= Jesper Nordin (Swedish composer) =

Swedish composer

Jesper Nordin (born 6 July 1971 in Stockholm) is a Swedish composer. His music mixes traditional Swedish folk music, rock music, electroacoustics and improvisation. In 2002 his composition Calm Like a Bomb won second prize in Category B: electroacoustic music with voice or instruments in the 24th Russolo Composers Competition, and this piece was released on a CD together with music by the other prizewinners. The following year he was a finalist in Category A: electroacoustic music, of the same competition. He was Composer in Residence at SR P2, Swedish Radio’s serious music channel, from 2004 to 2006. "Residues", released in 2006 by Swedish Radio, has been hailed as a "milestone for contemporary music lovers" in France and as "a central album of the Swedish music from the first decade of the 21st century" in Swedish press. Nordin was given a recommendation at UNESCO's Rostrum 2005 and his music has been played at several ISCM festivals. He received the Saltö Foundation Award in 2014 for his work 'Pendants'.

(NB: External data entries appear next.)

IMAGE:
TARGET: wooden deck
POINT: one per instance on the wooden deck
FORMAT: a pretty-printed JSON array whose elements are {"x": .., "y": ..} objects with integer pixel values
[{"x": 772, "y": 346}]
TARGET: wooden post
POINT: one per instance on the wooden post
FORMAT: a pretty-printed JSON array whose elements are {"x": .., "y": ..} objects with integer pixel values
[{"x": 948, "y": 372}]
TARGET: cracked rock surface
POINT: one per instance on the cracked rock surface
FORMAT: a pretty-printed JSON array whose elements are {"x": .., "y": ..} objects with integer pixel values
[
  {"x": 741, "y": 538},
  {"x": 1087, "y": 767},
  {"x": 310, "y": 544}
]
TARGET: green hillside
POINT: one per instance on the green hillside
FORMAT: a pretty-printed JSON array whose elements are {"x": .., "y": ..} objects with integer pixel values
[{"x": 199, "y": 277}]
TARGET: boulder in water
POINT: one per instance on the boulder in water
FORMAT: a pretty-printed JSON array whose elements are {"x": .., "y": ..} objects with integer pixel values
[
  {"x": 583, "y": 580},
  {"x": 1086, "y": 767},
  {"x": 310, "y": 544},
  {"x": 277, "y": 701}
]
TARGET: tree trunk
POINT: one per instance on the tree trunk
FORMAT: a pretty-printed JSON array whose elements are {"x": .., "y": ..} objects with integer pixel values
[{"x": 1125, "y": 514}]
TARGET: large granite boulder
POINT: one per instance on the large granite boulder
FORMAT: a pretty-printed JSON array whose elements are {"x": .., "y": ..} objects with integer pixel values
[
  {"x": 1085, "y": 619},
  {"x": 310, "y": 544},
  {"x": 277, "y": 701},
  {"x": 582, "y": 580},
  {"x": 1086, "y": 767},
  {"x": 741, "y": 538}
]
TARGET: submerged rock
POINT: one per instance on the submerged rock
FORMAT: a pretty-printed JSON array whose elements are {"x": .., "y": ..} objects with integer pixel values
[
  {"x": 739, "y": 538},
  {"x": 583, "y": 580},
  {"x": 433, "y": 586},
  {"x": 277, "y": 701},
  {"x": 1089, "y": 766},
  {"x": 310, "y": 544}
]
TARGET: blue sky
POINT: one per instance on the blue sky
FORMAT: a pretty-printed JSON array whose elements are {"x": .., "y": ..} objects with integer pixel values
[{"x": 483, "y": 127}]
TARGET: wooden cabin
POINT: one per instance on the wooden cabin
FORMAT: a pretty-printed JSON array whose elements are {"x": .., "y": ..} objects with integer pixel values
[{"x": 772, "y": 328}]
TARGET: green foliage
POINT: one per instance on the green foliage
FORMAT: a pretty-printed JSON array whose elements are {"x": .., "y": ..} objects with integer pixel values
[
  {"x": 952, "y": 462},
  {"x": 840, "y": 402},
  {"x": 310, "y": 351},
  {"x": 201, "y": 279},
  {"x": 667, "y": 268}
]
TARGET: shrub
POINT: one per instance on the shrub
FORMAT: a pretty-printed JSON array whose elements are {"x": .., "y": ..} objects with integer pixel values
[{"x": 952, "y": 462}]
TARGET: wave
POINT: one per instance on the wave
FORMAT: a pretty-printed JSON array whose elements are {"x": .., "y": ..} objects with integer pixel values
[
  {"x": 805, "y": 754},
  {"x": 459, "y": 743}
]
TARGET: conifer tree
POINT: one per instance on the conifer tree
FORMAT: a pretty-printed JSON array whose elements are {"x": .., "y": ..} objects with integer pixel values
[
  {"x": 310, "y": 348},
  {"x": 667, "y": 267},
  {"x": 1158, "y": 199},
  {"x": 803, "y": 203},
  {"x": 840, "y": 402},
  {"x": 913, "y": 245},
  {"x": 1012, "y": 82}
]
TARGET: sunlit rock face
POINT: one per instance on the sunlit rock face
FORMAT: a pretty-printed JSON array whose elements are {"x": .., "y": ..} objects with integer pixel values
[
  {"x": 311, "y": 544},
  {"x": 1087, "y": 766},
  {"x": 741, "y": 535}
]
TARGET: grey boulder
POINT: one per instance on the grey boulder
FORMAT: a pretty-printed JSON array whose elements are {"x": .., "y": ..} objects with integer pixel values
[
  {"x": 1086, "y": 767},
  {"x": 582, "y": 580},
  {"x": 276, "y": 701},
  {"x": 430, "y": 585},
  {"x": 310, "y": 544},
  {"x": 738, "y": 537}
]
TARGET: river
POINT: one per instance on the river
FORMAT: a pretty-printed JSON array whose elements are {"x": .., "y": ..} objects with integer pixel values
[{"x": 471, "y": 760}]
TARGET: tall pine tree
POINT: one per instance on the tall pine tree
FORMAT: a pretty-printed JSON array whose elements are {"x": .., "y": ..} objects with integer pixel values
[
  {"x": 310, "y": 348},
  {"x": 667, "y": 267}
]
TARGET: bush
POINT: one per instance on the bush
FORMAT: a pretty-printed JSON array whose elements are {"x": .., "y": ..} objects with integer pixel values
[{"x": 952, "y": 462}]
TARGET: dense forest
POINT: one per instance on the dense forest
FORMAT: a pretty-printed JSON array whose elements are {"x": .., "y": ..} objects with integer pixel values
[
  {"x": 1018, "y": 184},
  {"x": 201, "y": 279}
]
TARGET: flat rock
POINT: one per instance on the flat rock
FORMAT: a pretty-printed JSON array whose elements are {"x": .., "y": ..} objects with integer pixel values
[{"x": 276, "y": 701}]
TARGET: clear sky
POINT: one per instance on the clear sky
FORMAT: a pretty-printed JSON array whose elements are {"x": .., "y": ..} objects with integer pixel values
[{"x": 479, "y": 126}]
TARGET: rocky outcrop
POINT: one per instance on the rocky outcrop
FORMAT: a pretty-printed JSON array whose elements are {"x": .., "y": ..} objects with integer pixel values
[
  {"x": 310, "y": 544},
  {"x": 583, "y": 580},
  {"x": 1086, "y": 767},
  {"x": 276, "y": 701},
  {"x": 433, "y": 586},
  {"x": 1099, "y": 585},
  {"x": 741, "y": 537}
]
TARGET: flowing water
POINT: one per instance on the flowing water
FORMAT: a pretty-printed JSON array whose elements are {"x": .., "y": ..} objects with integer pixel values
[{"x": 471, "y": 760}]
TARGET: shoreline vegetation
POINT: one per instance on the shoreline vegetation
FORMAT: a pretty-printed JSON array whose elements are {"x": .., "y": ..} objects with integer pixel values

Performances of his orchestral music have been given throughout the world by such orchestras as the BBC Scottish Symphony Orchestra, the Basel Symphony Orchestra, the Swedish Radio Symphony Orchestra, the Finnish Radio Symphony Orchestra, the Trondheim Symphony Orchestra and others. He music is also performed by important contemporary ensembles, including Ensemble l’Itinerare, Ensemble Orchestral Contemporain, the Dutch ASKO ensemble, the San Francisco Contemporary Music Players, the Finnish Zagros ensemble and many others.

His music is published by Edition Peters, Moeck Verlag, Edition Suecia, Pizzicato Verlag and Swedish Music Information Centre.

==Writings==
- 2005. "Gränslost forum eller musikfabrik?" Nutida Musik 48, no. 3 ("Frankrike"): 46–55.
- 2008. "Composer-in-residence: Så tycker tonsättarna". Nutida Musik 51, no. 3:44–47.